Considering the facts and circumstances of the case and available records,the alleged violation of the PIT Regulations as specified in the show-cause notice dated January 31,2011 against Manoj H Modi and Smita M Modi do not stand established and the matter is,accordingly,disposed of, Sebi said in an order issued on Wednesday.
In the given facts and circumstances of the case and from the available records it may be inferred that Modi did not have professional or business relationship with RIL and he may not be reasonably expected to have access to UPSI price sensitive information on amalgamation of IPCL with RIL from RIL, Sebi said.
According to the Sebi,it was alleged that during the period from February 28,2007 to March 2,2007,the Modis together bought 1,00,000 shares of IPCL for Rs 257.82 lakh prior to announcement of declaration of interim dividend and amalgamation of IPCL with RIL,i.e.,when the price sensitive information remained unpublished. It was further alleged that Modi and Smita Modi did not sell any shares of RIL and received the dividend of Rs 6 per share amounting to Rs 6 lakh.

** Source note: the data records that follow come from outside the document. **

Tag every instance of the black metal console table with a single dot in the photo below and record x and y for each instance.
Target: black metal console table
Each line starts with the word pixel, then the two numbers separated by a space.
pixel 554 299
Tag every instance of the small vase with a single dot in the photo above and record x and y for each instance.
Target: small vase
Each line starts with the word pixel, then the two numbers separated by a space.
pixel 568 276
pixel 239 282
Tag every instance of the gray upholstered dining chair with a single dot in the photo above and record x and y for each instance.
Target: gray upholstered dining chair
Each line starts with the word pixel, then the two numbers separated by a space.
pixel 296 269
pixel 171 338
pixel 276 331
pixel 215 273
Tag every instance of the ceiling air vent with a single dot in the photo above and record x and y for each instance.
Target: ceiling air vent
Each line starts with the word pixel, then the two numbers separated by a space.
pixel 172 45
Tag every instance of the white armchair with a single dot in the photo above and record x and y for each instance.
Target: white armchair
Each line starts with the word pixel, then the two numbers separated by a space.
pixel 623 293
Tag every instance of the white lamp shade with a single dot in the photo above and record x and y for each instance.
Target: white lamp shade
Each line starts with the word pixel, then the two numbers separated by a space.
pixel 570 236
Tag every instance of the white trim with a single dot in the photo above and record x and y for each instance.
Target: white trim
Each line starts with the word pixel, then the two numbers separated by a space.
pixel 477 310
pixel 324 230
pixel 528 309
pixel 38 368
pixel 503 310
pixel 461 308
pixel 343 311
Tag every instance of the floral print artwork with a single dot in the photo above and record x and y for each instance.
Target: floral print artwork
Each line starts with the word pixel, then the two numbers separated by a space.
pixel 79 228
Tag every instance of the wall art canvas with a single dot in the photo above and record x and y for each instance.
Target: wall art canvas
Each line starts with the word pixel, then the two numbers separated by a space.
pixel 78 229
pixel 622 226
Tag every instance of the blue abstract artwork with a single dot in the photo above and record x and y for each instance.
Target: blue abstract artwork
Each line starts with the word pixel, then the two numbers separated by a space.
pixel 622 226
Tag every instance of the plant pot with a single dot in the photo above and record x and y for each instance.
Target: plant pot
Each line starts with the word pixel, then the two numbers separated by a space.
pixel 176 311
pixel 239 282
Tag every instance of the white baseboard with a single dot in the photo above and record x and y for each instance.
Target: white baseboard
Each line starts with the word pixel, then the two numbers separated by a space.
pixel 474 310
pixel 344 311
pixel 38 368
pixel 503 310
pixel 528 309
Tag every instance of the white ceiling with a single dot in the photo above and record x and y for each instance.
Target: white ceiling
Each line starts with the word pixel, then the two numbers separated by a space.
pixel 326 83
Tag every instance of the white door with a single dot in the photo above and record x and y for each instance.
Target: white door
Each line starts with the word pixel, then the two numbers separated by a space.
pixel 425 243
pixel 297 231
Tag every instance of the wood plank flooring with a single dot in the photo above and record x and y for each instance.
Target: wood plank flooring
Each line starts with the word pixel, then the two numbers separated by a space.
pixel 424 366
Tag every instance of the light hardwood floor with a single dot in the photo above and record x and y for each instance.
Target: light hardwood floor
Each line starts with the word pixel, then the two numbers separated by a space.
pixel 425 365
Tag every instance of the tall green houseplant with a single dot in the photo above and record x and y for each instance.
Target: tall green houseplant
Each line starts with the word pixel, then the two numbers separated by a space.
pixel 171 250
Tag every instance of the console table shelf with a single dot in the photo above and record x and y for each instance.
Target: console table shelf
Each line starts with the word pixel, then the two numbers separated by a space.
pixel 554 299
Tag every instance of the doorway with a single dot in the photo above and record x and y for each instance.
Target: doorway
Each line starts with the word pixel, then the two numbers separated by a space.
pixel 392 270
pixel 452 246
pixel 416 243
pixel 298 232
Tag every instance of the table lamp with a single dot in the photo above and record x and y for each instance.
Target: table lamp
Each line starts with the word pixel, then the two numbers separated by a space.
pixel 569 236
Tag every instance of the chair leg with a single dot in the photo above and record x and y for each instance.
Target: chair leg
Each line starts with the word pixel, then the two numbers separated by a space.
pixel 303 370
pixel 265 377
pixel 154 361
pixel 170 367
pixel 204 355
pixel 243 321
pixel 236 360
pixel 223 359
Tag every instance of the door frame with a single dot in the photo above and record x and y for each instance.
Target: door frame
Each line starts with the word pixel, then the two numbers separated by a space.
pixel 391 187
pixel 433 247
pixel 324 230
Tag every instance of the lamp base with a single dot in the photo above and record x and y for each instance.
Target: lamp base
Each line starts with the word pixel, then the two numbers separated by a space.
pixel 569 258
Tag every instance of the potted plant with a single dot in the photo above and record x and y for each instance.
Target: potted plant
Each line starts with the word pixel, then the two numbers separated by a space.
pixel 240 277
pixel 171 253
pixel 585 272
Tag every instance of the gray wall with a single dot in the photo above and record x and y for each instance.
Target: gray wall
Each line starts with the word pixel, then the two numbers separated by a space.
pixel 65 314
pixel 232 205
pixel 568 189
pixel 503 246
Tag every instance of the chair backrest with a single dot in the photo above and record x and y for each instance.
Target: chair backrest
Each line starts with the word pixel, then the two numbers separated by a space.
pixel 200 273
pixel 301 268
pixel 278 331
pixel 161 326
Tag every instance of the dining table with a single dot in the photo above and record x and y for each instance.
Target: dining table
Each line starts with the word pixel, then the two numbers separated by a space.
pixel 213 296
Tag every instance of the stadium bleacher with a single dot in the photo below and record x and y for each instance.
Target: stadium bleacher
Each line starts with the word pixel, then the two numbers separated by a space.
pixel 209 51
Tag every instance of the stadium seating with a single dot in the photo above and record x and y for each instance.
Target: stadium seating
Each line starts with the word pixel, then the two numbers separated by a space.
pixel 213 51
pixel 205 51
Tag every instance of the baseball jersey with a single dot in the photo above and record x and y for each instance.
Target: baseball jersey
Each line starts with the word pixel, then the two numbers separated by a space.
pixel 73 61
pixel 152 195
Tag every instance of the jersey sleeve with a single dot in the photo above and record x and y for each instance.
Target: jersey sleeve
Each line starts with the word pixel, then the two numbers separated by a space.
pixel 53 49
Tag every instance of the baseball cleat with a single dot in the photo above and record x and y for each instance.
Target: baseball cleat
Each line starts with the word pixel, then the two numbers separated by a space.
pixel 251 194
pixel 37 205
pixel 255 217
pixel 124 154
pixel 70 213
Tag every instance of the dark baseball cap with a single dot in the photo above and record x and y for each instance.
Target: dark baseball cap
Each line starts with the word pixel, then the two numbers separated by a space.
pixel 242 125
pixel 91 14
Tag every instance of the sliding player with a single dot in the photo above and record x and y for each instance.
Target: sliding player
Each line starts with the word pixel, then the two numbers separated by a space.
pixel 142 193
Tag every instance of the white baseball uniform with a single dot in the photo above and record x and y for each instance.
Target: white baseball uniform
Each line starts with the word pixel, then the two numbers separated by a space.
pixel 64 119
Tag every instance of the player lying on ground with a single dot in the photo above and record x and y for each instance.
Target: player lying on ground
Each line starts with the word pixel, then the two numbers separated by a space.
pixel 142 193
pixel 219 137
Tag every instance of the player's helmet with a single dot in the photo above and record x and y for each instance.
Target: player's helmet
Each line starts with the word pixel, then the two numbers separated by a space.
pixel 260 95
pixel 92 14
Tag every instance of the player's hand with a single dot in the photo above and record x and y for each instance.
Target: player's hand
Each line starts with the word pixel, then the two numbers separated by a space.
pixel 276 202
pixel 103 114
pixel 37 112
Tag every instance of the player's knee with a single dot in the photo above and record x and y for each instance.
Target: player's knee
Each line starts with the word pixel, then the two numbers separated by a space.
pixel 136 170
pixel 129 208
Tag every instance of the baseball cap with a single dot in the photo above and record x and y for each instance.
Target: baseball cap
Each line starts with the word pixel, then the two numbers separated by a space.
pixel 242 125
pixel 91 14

Pursuant to record date for merger of IPCL with RIL on October 18,2007,Modi and Smita Modi received 20,000 shares of RIL as against 1,00,000 shares of IPCL acquired prior to the dissemination of the price sensitive information, the order said.
During the deposition of Modi recorded on July 16,2007,he had stated that he acts as professional consultant to MARIL-NBV new initiatives of RIL,and currently involved in Reliance Retail project and that his consultancy with Reliance group is only for new business ventures.